The second morning after Dolester Miles won the 2018 James Beard Award for Outstanding Pastry Chef in America, her Instagram account lit up with its first posts.

Miles, who has worked for Frank Stitt at Birmingham’s Highlands Bar & Grill since he opened in 1982, posted photo after photo of her, of her desserts, of her with her desserts, of her with Stitt, of the James Beard Award medal. Eighteen photos in all in the account’s first nine posts, all on May 9, 2018.

The publicity-shy Miles was ready to share with the world, not that she needed any validation from the Beard Award as a top pastry chef. Anyone who has eaten her beloved coconut pecan cake, peach cobbler, lemon meringue tart, or any of her desserts, had validated those skills with thousands of empty plates over more than three decades.

Miles begins her workday before sunup, baking in the kitchen at Stitt’s Bottega restaurant. She takes great joy in knowing that diners in all of Stitt’s restaurants ­– Highlands, Chez Fonfon, Bottega and Bottega Café – relish her desserts.

“Sometimes, I go in the café during lunch and I can see people eating desserts and you can see how they really enjoy it, like they almost lick the plate like ‘that’s the best thing I ever ate,’” Miles said in the 2018 short documentary film “Dol” by Ava Lowrey, filmmaker for the Southern Foodways Alliance.

For many diners, it just may be the best thing they ever ate.

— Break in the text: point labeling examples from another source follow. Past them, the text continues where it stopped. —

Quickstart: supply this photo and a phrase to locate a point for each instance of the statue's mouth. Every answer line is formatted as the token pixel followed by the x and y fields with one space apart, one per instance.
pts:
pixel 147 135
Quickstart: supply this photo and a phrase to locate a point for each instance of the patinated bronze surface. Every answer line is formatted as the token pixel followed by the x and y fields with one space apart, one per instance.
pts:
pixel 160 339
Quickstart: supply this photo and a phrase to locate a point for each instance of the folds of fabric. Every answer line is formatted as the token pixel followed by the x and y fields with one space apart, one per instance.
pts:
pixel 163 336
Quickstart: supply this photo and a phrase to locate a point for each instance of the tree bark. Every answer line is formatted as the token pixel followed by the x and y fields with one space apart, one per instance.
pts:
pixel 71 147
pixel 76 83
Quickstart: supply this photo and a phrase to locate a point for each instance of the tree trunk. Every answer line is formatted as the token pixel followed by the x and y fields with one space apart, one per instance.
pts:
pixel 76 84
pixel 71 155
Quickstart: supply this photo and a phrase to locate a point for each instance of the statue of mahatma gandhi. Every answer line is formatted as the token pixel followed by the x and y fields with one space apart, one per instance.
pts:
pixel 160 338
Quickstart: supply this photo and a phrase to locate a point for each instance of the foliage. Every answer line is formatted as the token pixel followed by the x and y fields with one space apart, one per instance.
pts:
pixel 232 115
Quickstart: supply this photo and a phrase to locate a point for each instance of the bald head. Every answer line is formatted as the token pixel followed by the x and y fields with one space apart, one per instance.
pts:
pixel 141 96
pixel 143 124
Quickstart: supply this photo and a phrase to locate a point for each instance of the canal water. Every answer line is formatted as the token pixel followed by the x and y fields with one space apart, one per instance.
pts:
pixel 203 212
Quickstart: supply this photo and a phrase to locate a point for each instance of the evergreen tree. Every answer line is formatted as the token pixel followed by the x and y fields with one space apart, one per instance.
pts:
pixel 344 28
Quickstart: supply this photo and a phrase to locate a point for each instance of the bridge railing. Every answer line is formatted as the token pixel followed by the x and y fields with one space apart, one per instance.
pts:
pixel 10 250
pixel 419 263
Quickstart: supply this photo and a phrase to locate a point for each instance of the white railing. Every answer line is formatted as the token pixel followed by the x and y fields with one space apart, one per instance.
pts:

Bill Addison is the national restaurant critic for the website Eater and chairman of the Beard Foundation’s restaurant-award committee. Last May after Miles’ Beard win, he raved about her peach cobbler to The New York Times.

“You don’t understand,” he said. “It’s the best peach cobbler I’ve ever had. All of her cobblers are great, but the peach is the one that makes my soul burst into four-part harmony.”

The sweet harmonies Miles’ pastries invoke have their beginnings in Bessemer, where she was raised. When she was growing up, she and her mother and aunt would gather on Sundays to bake cakes.

“And I used to get in the kitchen with them, like, ‘hey, let me get in on this, let me lick the spatula,’” Miles said in “Dol” and laughed.

She joined Stitt even before Highlands – itself a Beard Award winner in 2018 for Outstanding Restaurant in America – opened its doors. Miles and her sister Diane helped clean the restaurant and pitched in on sewing the first set of curtains in Highlands’ front windows all those years ago. Miles’ first job had nothing to do with pastries. She made salads and hors d’oeuvres.

Because of her interest in baking, though, she talked Stitt into letting her prepare a dessert for Highlands. Thus began her career as Stitt’s pastry chef.

“Dol combines traditional Southern ingredients with the professionalism of a French pastry chef, and she does all of that with a big pinch of love,” Stitt told Alabama NewsCenter in 2016.

That big pinch of love, along with her considerable skills, has Miles at the top of her profession.